Damn, there’s John… the guy voted “most likely to succeed”. I imagine talking to him about his medical practice, but I soon find out that he just got out of jail due to the 300 pounds of meth he was cooking in his mother’s trailer.
Over there is Stacey, the one who would cry if you mentioned one word about sex. Nice pack of rats, I mean kids, you now have. She truly must have been born with 10 fallopian tubes. 15 years, and 11 kids, so much for the crying about a great cock and balls joke.
The list goes on and on… From Bill the junkie, to Chris, or now affectionately known as Christina. When people ask what I do I see their eyes glaze over, as I am sure they see mine glaze due to the redundancy in finding out that some still live with their parents, and due to the information some share with me that they can’t figure out why they can’t get a third mortgage on their trailers. Most don’t have all of their real teeth, and some haven’t bothered to get any kind of replacement.
After general chitchat, we finally move on to the only place that could make this a halfway decent time; The bar. Not once in my life have I ever had a bad time at a bar, and today will not be any different.

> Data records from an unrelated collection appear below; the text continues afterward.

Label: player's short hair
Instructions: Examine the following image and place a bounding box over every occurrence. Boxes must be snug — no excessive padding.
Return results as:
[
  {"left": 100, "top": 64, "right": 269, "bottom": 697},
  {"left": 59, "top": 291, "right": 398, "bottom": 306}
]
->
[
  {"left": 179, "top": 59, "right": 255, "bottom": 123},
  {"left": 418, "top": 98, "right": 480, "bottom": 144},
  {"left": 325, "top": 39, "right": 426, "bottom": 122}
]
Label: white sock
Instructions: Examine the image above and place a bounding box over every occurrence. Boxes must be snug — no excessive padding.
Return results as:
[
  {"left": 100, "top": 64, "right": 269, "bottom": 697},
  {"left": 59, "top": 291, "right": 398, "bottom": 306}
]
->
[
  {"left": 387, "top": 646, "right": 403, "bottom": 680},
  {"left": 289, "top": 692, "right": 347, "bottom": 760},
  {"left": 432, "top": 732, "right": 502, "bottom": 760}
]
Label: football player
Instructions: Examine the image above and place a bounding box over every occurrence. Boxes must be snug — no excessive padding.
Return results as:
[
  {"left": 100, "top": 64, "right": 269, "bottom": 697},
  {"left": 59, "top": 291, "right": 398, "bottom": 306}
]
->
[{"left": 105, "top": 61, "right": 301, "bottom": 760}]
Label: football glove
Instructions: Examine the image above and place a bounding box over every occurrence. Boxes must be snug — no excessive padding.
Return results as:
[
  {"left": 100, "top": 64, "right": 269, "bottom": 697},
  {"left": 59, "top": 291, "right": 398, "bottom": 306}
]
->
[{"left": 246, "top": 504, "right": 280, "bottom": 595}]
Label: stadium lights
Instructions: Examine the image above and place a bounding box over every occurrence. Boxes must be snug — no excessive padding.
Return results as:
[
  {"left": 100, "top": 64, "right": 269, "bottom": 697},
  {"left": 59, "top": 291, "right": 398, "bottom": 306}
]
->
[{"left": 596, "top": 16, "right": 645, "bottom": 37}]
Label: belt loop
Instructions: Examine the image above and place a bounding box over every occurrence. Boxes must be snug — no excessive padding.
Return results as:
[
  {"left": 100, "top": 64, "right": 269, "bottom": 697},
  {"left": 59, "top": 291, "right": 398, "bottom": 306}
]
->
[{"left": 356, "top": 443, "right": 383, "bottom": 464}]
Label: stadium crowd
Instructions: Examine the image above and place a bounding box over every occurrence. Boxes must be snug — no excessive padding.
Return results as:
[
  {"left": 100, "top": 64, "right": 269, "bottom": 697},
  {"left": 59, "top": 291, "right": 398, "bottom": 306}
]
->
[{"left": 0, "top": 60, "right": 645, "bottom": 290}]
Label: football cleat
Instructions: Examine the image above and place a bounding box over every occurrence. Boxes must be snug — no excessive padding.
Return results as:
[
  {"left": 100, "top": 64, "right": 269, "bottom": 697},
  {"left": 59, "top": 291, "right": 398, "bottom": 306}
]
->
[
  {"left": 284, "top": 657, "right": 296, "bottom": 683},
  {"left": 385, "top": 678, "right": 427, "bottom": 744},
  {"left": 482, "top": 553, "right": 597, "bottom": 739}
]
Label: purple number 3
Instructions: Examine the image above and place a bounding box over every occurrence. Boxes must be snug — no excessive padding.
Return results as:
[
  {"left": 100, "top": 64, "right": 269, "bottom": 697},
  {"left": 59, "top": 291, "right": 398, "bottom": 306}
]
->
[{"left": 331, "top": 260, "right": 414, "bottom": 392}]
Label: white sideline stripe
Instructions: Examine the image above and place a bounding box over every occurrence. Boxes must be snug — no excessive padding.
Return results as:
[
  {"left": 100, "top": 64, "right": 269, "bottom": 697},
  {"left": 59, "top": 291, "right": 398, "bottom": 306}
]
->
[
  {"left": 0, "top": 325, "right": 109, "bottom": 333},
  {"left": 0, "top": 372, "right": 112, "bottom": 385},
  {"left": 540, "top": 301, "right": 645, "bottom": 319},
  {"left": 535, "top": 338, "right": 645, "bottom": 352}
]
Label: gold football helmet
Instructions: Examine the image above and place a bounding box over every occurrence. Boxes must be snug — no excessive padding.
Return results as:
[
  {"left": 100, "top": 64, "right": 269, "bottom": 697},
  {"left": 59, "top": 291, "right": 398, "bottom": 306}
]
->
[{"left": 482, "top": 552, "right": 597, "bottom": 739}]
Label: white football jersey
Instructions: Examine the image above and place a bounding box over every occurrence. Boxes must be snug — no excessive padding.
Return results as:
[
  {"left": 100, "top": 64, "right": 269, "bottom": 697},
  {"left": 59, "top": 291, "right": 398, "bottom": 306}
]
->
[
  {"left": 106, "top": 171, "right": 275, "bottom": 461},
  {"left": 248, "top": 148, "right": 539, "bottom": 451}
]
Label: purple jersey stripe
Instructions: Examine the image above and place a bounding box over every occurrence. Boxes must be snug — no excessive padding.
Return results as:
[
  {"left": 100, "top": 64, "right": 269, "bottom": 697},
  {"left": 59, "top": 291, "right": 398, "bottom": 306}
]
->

I must have bought 10 rounds of drinks for everyone. I didn’t see anyone else that I thought was going to buy, so I figured “why not?” The one thing that did make me laugh out loud was the women that wanted to hook up on the spot. I have to tell them I am married, and have been for 15 years. I hear many congratulations on that day, and tales of how two or three divorces can really take a toll on a woman’s ass. The ones that really came off as nuts were the ones that told me that since your wife isn’t here you really couldn’t consider it cheating. My reply was; “You wouldn’t give it up when I was begging for it in school, why now?” And the usual answer was; “Well, that was then, this is now. There is a bathroom in the back we can go to, isn’t there?”

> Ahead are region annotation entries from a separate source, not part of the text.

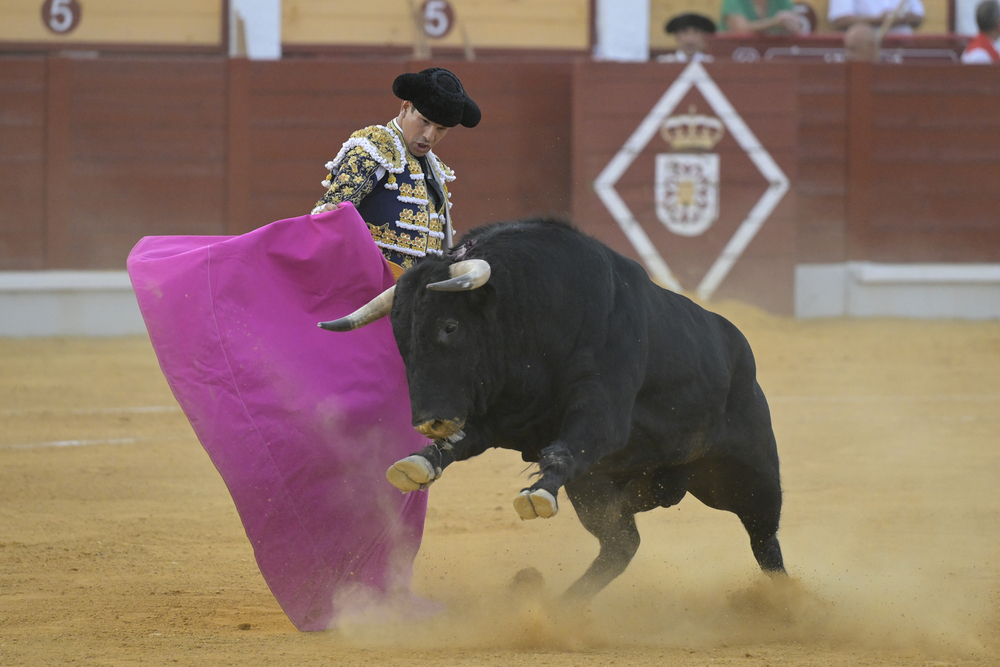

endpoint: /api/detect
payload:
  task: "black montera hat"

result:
[663,12,715,35]
[392,67,483,127]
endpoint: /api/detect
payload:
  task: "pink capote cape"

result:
[128,204,430,630]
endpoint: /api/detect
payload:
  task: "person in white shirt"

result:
[962,0,1000,65]
[826,0,924,35]
[656,12,715,63]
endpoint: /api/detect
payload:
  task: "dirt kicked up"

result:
[0,304,1000,667]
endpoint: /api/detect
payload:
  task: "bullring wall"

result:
[0,55,1000,312]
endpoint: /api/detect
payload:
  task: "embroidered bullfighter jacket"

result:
[313,119,455,274]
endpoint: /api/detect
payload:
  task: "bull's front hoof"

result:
[385,454,438,493]
[514,489,559,521]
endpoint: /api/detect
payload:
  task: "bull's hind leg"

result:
[688,457,785,573]
[563,475,639,603]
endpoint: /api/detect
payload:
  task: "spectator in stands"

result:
[656,12,715,63]
[721,0,809,35]
[844,22,884,63]
[962,0,1000,65]
[826,0,924,35]
[312,67,482,278]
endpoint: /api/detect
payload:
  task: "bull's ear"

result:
[427,259,490,292]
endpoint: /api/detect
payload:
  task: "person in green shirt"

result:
[720,0,809,35]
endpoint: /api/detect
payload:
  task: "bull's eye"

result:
[438,320,458,343]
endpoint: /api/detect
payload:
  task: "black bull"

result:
[321,220,784,600]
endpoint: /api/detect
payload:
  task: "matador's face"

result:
[396,102,449,157]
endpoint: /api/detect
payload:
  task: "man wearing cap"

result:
[656,12,715,63]
[312,67,482,277]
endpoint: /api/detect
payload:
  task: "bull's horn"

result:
[427,259,490,292]
[319,285,396,331]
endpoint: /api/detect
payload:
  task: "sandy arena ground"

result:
[0,304,1000,667]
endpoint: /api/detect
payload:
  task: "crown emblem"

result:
[660,104,726,151]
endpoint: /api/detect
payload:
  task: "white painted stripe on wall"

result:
[794,262,1000,320]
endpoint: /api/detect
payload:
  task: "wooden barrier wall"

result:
[0,57,571,270]
[0,56,1000,312]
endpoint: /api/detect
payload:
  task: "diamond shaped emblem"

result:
[594,62,789,299]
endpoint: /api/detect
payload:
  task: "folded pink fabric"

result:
[128,204,429,630]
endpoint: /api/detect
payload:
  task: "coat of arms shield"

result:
[654,153,719,236]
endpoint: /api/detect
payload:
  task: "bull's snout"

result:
[414,419,465,440]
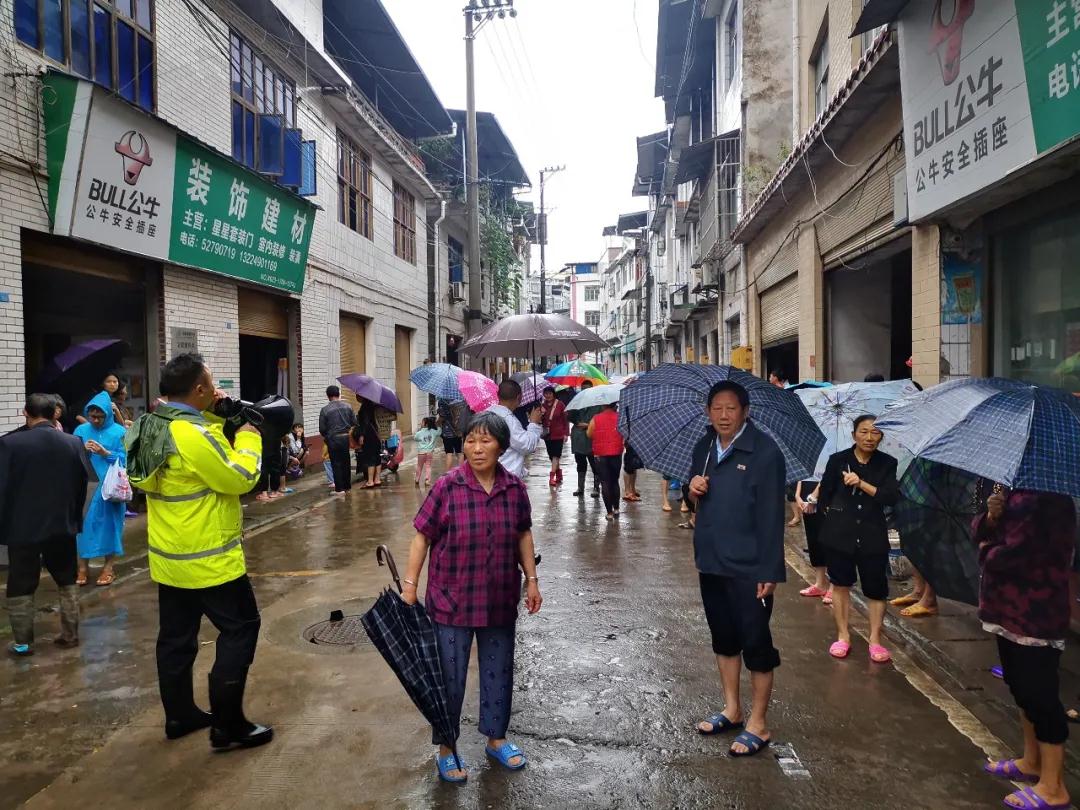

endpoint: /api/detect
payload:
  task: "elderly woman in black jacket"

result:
[818,415,900,664]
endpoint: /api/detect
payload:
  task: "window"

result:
[394,180,416,265]
[337,131,373,237]
[810,28,828,119]
[228,35,299,177]
[15,0,157,112]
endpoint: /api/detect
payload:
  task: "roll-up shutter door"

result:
[237,287,289,340]
[760,275,799,347]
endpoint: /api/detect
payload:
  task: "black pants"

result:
[998,636,1069,745]
[158,573,261,680]
[594,456,622,512]
[8,537,79,599]
[698,572,780,672]
[326,435,352,492]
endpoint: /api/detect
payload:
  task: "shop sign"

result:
[900,0,1080,220]
[43,72,315,294]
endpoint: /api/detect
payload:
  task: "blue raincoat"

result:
[75,391,127,559]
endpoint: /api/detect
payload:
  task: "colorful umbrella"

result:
[458,372,499,414]
[338,374,405,414]
[544,359,608,387]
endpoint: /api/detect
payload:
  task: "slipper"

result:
[484,741,525,771]
[900,605,937,619]
[1001,787,1072,810]
[435,754,469,783]
[828,642,851,658]
[698,713,743,737]
[870,644,892,664]
[728,731,769,757]
[983,759,1039,784]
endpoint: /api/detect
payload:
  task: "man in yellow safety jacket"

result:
[127,354,273,748]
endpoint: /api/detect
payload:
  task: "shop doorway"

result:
[237,287,292,402]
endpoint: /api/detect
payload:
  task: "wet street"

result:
[0,456,1045,810]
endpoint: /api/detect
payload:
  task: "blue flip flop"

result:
[484,742,525,771]
[728,731,769,757]
[698,713,743,737]
[435,754,469,783]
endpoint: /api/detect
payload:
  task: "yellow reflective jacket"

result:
[133,414,262,589]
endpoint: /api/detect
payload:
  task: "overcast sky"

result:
[383,0,664,271]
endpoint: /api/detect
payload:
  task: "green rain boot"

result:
[8,594,33,656]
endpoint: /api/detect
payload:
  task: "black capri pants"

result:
[998,636,1069,745]
[698,572,780,672]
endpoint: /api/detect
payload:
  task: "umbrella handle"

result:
[375,545,402,593]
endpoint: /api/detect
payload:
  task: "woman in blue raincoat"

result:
[75,391,127,585]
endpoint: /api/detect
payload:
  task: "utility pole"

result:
[462,0,517,349]
[539,166,566,313]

All in all, it was a fun time to see that only a few had made it out. The sad part to me was that most had fallen into the same cracks that their parents or friends had. The most obvious thing that came to me was wondering was I just lucky that I could see the future that I would have had if I stayed, or was it dumb luck? To see so many people that I thought would have been leaders, CEO’s, or just productive people, only to become something even they would never have imagined.
It still looked good, only it looked a whole lot better in my rear view mirror. AGAIN.